For some read requests, if we can process these requests on a nearby node, we can reduce the read latency and improve read throughput.
As mentioned above, the current implementation of Follower Read does little to reduce read latency. Can we get the local committed log without asking the leader? Yes, in some cases.
As we discussed in our previous post MVCC in TiKV, TiDB uses multi-version concurrency control (MVCC) to control transaction concurrency. Each entry has a unique, monotonically increasing version number.
Next, we’ll combine Follower Read with MVCC. If the version number of the data in the latest committed log on the local node is greater than that of the transaction initiated by the client, the system returns the data in the latest committed log on the local node. This won’t violate the atomicity, consistency, isolation, durability (ACID) properties of transactions.

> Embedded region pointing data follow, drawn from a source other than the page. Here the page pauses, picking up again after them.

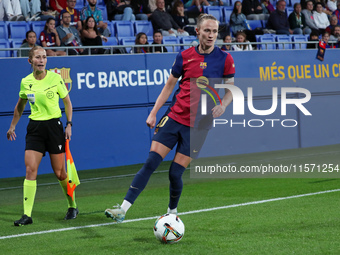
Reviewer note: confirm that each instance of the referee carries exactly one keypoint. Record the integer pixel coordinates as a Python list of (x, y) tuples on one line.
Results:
[(45, 131)]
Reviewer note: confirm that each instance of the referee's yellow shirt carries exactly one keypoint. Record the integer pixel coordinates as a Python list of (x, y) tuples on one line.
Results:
[(43, 95)]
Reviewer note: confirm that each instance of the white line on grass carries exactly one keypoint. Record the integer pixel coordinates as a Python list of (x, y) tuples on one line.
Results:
[(183, 213)]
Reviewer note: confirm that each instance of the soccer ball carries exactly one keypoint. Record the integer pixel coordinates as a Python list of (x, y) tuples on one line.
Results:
[(169, 228)]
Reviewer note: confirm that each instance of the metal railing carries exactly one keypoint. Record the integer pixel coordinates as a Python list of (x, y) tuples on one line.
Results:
[(112, 49)]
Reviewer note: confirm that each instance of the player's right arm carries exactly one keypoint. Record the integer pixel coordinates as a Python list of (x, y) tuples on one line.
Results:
[(18, 110), (162, 98)]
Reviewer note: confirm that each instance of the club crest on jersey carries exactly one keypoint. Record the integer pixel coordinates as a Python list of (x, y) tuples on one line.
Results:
[(65, 74), (203, 65)]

In addition, for some scenarios where data consistency is not a strict requirement, it makes sense to directly support reads of low isolation level in the future. When TiDB supports reads of low isolation level, its performance might improve dramatically.
Conclusion
The Follower Read feature uses a series of load balancing mechanisms to offload read requests on the Raft leader onto its followers in a Region. It ensures the linearizability of single-row data reads and offers strongly consistent reads when combined with TiDB’s snapshot isolation.
Follower Read helps reduce the load on the Region leader and substantially enhances the throughput of the entire system. If you’d like to try it out, see our user document.
We’ve just taken the first step to craft Follower Read, and we’ll make continuous efforts to optimize this feature in the future. If you’re interested in it, you’re welcome to test it or contribute to our project.